After the 25-year-old man, named only as Adam A., was arrested for shoplifting last month police examined his mobile phone and found Islamic State (Isis) propaganda, videos of Isis beheadings, and instructions for making Molotov cocktail bombs.
The Russian national, who has Belgian connections, is suspected of having set up support operations for Isis, of downloading instructions for how to make a bomb, and of sending large sums of money abroad.
When detectives examined the computer belonging to Adam A. and his wife what they found was even more concerning. Investigators were able to read conversations the couple had had online, when Adam A. was living in Belgium.
The pair met online and began communicating almost exclusively via Skype. At some point the Chechen said that he wanted to plan a suicide attack in Austria, and suggested detonating a suicide belt at the Ministry of Defence.
Adam A.’s 36-year-old wife was arrested on Wednesday morning, as Austria celebrated its national holiday, on suspicion of belonging to terrorist group, prosecutor Erich Habitzl confirmed. Witnesses said she was still wearing a bathrobe when police led her away in handcuffs.
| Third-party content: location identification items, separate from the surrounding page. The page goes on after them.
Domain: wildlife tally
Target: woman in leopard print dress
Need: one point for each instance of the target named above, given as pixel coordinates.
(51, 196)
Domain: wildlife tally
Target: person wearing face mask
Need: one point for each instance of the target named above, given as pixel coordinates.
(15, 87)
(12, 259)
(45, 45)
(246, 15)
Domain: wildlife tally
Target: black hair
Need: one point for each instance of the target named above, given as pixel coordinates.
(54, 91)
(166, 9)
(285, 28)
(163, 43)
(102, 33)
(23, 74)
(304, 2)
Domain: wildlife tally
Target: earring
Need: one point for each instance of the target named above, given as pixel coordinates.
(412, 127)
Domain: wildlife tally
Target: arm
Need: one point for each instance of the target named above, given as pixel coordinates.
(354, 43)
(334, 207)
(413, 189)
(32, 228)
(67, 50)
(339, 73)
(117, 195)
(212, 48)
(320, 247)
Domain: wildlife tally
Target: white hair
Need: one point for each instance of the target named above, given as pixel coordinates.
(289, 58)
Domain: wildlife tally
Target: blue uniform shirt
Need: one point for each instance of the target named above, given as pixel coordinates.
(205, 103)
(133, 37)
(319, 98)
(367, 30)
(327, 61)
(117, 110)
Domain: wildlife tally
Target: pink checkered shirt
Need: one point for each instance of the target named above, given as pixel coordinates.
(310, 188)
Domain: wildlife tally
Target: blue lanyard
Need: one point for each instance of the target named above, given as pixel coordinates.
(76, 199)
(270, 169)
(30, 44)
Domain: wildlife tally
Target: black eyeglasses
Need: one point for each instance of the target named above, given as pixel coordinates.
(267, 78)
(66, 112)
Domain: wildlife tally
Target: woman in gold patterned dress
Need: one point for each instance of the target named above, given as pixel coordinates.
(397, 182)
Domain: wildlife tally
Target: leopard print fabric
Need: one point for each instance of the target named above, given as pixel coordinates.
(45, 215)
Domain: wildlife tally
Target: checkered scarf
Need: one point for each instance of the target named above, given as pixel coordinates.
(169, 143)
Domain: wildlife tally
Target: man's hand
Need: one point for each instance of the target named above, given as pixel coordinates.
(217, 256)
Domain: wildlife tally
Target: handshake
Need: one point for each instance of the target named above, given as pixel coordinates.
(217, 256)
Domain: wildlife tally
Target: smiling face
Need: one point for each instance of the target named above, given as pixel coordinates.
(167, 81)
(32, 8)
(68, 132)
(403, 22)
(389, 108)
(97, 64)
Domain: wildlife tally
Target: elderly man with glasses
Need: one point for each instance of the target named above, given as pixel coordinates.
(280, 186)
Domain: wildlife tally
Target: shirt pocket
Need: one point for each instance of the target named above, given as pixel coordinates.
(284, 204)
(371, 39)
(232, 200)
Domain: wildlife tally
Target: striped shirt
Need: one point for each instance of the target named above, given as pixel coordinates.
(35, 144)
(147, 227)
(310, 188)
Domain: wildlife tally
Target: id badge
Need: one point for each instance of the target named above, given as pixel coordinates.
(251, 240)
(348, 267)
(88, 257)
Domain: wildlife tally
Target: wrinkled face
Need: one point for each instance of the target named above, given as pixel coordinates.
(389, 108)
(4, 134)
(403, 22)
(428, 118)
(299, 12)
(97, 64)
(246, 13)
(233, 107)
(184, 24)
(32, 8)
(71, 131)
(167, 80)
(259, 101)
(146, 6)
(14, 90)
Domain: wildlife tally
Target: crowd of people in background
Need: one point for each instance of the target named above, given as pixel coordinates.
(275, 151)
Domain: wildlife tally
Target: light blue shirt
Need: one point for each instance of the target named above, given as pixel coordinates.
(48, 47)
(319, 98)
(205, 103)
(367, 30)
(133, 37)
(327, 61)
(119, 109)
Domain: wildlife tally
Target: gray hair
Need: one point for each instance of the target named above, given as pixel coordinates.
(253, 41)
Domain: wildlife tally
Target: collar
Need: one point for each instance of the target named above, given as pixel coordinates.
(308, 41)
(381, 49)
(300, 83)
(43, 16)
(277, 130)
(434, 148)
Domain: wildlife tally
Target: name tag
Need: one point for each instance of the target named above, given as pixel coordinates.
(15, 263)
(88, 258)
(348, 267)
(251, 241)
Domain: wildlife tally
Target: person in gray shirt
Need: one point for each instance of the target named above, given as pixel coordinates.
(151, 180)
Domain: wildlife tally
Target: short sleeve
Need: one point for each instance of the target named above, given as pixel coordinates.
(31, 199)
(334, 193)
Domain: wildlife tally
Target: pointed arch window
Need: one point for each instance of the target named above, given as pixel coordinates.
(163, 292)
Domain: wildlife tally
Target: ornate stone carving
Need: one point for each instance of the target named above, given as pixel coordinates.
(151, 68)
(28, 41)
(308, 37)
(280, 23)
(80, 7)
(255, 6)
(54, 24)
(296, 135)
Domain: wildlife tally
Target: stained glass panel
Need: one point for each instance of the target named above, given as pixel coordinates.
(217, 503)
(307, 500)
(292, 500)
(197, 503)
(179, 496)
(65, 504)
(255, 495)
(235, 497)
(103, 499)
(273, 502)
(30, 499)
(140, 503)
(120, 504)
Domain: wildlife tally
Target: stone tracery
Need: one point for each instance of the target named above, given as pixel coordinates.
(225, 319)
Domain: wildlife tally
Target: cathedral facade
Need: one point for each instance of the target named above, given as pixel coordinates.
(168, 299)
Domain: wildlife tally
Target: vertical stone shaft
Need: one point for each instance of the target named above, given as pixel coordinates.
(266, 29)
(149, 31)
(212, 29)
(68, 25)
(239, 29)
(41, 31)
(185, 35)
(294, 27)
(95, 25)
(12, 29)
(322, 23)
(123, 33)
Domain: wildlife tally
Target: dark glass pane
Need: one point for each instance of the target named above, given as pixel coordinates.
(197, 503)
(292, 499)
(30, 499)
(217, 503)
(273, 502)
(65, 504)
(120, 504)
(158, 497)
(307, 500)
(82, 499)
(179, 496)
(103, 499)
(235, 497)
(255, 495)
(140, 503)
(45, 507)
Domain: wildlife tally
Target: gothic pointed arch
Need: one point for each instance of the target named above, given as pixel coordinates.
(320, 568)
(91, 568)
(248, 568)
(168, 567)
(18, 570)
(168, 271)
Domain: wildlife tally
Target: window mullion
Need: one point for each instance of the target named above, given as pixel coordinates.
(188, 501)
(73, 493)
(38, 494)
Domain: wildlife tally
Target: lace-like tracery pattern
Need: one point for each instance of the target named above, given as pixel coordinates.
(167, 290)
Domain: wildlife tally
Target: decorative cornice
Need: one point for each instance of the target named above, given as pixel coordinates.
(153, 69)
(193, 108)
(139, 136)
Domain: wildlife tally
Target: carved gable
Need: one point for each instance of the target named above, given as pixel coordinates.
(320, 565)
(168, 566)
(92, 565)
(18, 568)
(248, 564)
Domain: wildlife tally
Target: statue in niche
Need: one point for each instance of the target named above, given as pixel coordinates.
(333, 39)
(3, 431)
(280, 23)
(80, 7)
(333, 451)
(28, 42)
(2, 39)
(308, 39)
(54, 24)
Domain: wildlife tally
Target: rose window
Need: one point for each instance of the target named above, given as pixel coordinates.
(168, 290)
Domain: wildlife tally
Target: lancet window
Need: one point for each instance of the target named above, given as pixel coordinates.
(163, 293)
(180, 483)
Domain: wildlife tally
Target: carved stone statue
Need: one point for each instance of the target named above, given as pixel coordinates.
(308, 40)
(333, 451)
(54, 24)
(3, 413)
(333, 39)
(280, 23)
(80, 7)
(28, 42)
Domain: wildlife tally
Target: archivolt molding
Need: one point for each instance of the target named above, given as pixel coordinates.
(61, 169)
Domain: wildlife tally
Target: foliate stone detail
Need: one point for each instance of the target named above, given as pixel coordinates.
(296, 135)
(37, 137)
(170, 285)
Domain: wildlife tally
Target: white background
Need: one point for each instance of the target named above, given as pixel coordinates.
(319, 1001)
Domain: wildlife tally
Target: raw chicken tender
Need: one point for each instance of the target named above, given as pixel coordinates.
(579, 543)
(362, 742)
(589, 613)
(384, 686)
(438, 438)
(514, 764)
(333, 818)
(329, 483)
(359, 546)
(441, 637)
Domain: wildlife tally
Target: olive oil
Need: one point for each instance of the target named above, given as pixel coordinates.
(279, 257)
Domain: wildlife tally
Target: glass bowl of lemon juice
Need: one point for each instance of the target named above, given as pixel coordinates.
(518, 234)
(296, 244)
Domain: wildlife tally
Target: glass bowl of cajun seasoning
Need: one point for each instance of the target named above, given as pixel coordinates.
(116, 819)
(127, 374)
Lawyer Wolfgang Blaschitz, who is representing both suspects, said references to a suicide attack were just “stupid talk” and that they had both been drunk at the time. The judge reminded the woman that drunkenness was against her Muslim faith, and ordered that she be held in pretrial detention.
Austria has seen a wave of people – 260, according to the government, many of them minors and some young women – leave the country to join Isis in Syria and Iraq.
Some have since returned. Around 40 of these are in custody and more than 80 are under close surveillance, according to the interior ministry.
In July a Muslim preacher known as Ebu Tejma at the centre of an Austrian jihad propaganda network was sentenced to 20 years in jail for “brainwashing” dozens of young people as young as 14.